You tell them your friend died, and they probably said one of these things to you:

           

 “I know just how you feel. My dog died.’

 “Aren’t you over that yet?”

“You’re not crying, are you?”

“It’s not like your mother died or something.” 

“Well, they were overweight/smoked/drank/did drugs.”

Don’t you love people like that? Instead of just saying “I’m sorry”, they feel free to pass judgment – not just on how you grieve but that you grieve at all for your friend.

They are usually self-appointed, though at times will hide behind religious vestments to justify their opinions. It’s okay to be hurt and angry. They just won’t understand. Ten people in the same place at the same time will react ten different ways to any event. So it is with grief.

The grief we feel when a friend dies may take us by surprise with its intensity. We may feel guilt or regret or anger. We may feel comfort or torment in our memories. It’s when we want to share those feelings that we run into the Grief Police.

When I first started writing about grieving the death of a friend, the working title of the books was “It’s Not Like They’re Family”. That’s the response a lot of people hear when they tell someone a friend died.

What would you like to hear instead?

How about “I’m so sorry”? I mean a sincere “I’m so sorry” followed by “how can I help?”, rather than by a swift change of subject so everyone can feel happy again.

It’s so easy, isn’t it, to say the wrong thing, intentionally or otherwise? On a good day, I like to think that the Grief Police are well-meaning, but clueless. Most days, though, I just want to smack them.

So consider yourselves warned: you’re liable to meet the Grief Police when you share the news of a friend’s death.

I’ll share some thoughts on what to say in response and how to avoid joining the Grief Police in my next post. Feel free to add your own in the comments below.

2 comments:

Karen B. Kaplan said...

One of my very best friends died after 5 years of cancer just over a week ago. I would find it incredibly ironic if a grief policeperson were to say, "It's not like your brother died or something. He wasn't family." But emotionally speaking, he not only was like family, but more so in certain ways. I'm inventing a new category: He was somewhere between a cousin and a brother.

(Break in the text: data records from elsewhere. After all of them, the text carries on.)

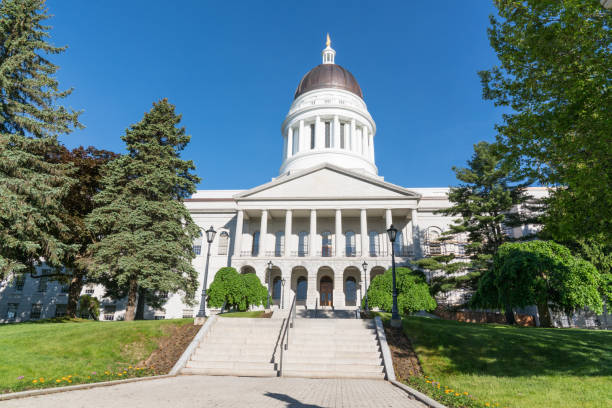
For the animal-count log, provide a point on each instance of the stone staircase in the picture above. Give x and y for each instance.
(237, 346)
(333, 348)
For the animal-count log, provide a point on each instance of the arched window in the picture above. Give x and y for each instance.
(350, 291)
(374, 244)
(302, 243)
(223, 243)
(279, 244)
(326, 244)
(433, 241)
(302, 289)
(255, 247)
(276, 289)
(351, 250)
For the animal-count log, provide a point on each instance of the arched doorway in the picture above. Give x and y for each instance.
(350, 291)
(276, 290)
(301, 290)
(326, 291)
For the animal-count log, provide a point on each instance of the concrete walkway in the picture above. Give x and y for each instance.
(202, 391)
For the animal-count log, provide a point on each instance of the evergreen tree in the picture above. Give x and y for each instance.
(31, 187)
(144, 231)
(483, 202)
(555, 77)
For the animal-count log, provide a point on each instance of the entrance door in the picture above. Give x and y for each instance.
(326, 291)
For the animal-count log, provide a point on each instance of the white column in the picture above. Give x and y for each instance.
(388, 218)
(338, 233)
(290, 142)
(336, 133)
(263, 232)
(313, 233)
(288, 225)
(319, 134)
(416, 241)
(303, 140)
(353, 136)
(238, 237)
(364, 233)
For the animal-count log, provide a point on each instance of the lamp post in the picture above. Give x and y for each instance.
(269, 269)
(365, 281)
(210, 236)
(283, 293)
(396, 321)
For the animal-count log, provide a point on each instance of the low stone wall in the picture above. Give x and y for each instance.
(473, 316)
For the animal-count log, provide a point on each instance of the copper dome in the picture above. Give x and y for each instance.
(328, 76)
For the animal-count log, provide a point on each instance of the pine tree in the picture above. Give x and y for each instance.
(145, 233)
(484, 201)
(31, 188)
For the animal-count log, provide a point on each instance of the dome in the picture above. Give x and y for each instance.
(328, 76)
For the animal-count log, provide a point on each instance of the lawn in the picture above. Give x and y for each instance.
(516, 366)
(80, 349)
(256, 313)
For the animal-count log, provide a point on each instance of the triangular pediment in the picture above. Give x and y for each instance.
(325, 182)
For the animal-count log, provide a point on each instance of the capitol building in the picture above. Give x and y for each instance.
(307, 232)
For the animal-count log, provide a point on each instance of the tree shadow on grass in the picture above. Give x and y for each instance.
(291, 402)
(507, 351)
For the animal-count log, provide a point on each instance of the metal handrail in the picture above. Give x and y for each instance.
(285, 338)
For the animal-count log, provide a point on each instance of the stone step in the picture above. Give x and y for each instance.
(332, 374)
(322, 361)
(233, 372)
(352, 368)
(230, 365)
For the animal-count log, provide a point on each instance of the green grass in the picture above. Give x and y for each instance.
(255, 313)
(52, 350)
(516, 366)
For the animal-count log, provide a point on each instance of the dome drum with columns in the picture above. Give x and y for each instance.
(328, 122)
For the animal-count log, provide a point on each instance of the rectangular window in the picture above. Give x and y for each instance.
(36, 311)
(42, 284)
(60, 310)
(312, 136)
(109, 312)
(11, 312)
(19, 282)
(296, 141)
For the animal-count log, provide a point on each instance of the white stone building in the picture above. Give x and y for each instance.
(315, 223)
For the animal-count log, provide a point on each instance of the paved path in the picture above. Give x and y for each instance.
(202, 391)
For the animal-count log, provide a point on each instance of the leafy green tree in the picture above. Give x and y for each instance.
(554, 73)
(412, 291)
(31, 119)
(239, 291)
(543, 273)
(89, 306)
(143, 231)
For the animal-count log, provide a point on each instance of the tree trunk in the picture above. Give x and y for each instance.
(545, 319)
(509, 316)
(74, 293)
(141, 303)
(130, 307)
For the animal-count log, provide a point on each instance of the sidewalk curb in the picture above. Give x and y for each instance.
(418, 395)
(54, 390)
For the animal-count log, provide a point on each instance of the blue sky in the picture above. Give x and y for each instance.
(231, 68)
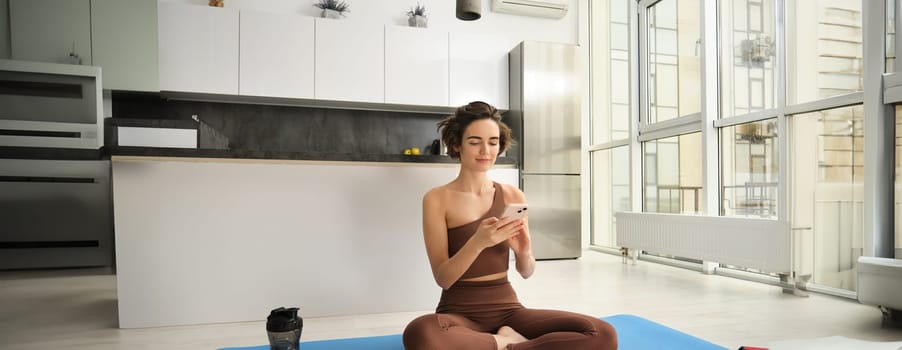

I face two sources of confusion at present: One is that I know a lot about the grieving process as a professional, so it's strange to observe myself going through this and that possible step in the grieving process. How do I get away from intellectualizing it? The other is that my book, a hospice chaplain memoir, is about to be published just a mere two weeks after the death. (The publisher kindly let me add an "in memoriam page during the final edits.) This is like a birth and a death juxtaposed. Well. I just wanted to say this "out loud," so thanks for "listening."

Friend Grief said...

Karen -

First, my condolences on the loss of your friend.

Just because you know a lot intellectually about grief doesn't make you immune to feeling it. Nor does it make you immune to the messiness of it. The desire to intellectualize your grief is not limited to grief professionals. Sometimes we just don't want to let ourselves feel.

Congratulations on your book, and I'm sure your friend is with you on that journey, as well.